After he "retired" from Chrysler he moved to GM and worked at a engineering shop there for about 5 more years.  He helped redesign the frame of the Suburban to make it stronger but lighter, and still allow wires / tubing to pass through a hollow core.  After retiring the second time, he would putter around the house in the yard or garden or just sit on the back patio with mom and watch the squirrel try and get to the food in the bird feeder that he put his latest anti-squirrel contraption on.  He had many friends, much family, and nothing but love for all who knew him. 

I remember growing up I got the family vehicle, as as teens known to do, I would ask mom for some money so I could go out with some friends.  Sometimes she said no because I didn't finish one chore or another, but invariably if dad found out, he'd slip me a $10 or $20 with the admonition "don't tell your mom -- I'll get in trouble!"  He was generous, but not frivolous: once back from time with my friends, there was sometimes a new chore waiting for me (usually something simple), sometimes nothing more than a "Did you have fun?", sometimes he'd just check to make sure I was OK, but I never forgot (nor disobeyed) his warning.

He spanked me when I was wrong, he praised me when I was right, he helped me when I was weak; he encouraged me to be a man of faith, he demanded I be a man of accountability.  He was my dad.

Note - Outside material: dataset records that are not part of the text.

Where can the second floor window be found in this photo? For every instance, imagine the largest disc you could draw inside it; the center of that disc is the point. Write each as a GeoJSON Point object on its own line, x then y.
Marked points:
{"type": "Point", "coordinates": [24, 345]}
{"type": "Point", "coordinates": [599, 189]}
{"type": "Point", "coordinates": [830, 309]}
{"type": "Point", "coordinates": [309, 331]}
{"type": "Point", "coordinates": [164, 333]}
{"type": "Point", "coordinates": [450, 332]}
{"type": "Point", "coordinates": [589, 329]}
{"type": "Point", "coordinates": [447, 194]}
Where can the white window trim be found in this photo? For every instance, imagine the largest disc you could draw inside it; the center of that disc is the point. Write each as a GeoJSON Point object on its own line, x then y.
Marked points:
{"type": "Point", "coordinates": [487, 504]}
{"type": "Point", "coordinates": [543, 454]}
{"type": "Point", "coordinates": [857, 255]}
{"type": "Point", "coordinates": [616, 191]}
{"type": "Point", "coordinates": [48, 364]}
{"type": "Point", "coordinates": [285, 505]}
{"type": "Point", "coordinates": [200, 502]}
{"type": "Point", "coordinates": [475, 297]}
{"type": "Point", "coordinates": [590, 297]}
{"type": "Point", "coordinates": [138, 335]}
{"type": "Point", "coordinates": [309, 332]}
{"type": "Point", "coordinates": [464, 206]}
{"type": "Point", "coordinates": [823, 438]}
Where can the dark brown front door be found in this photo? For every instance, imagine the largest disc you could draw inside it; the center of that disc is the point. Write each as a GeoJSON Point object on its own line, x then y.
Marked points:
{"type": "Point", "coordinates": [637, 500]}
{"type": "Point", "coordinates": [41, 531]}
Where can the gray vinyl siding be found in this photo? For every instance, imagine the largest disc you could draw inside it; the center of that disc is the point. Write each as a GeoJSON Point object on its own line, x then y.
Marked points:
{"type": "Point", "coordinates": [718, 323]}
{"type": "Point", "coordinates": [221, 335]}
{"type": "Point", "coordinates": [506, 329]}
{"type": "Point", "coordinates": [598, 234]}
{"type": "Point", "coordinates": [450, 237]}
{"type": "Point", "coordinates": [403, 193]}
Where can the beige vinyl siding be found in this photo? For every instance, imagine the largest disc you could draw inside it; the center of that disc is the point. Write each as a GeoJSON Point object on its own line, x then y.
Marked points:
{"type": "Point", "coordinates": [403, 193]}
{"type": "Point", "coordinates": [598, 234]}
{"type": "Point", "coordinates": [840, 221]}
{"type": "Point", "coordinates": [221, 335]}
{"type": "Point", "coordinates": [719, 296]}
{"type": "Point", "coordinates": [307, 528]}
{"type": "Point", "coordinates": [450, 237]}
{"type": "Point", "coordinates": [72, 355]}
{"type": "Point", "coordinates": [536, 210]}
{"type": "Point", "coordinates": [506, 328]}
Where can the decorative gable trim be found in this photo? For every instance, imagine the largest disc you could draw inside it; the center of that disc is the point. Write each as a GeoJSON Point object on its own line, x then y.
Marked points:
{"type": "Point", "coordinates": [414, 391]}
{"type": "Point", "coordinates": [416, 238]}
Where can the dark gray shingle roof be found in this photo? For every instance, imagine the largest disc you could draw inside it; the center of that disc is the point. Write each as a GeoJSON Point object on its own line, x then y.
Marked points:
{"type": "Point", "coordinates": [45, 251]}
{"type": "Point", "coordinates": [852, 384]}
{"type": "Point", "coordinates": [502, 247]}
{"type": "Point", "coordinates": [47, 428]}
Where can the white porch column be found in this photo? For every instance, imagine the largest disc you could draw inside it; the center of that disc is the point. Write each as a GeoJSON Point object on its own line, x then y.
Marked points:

When my family and I were able to visit him and my brother this last Christmas (2017), we reminisced, we laughed, we cried, we took pictures, and even though we knew dad was getting weak I held out hope that he would be there if we came for another visit this summer.  I really do feel lucky and blessed that we had this opportunity to spend just a week with dad and my brother and his family.


Here is what I wrote about him years ago (I think in 2004, right after the birth of our baby girl).

None of this is even close to doing justice to dad, but it's all I can write now.  I've experienced some heart-rending emotions in the past with my wife almost dying in a dog mauling, but now I just feel ... lost.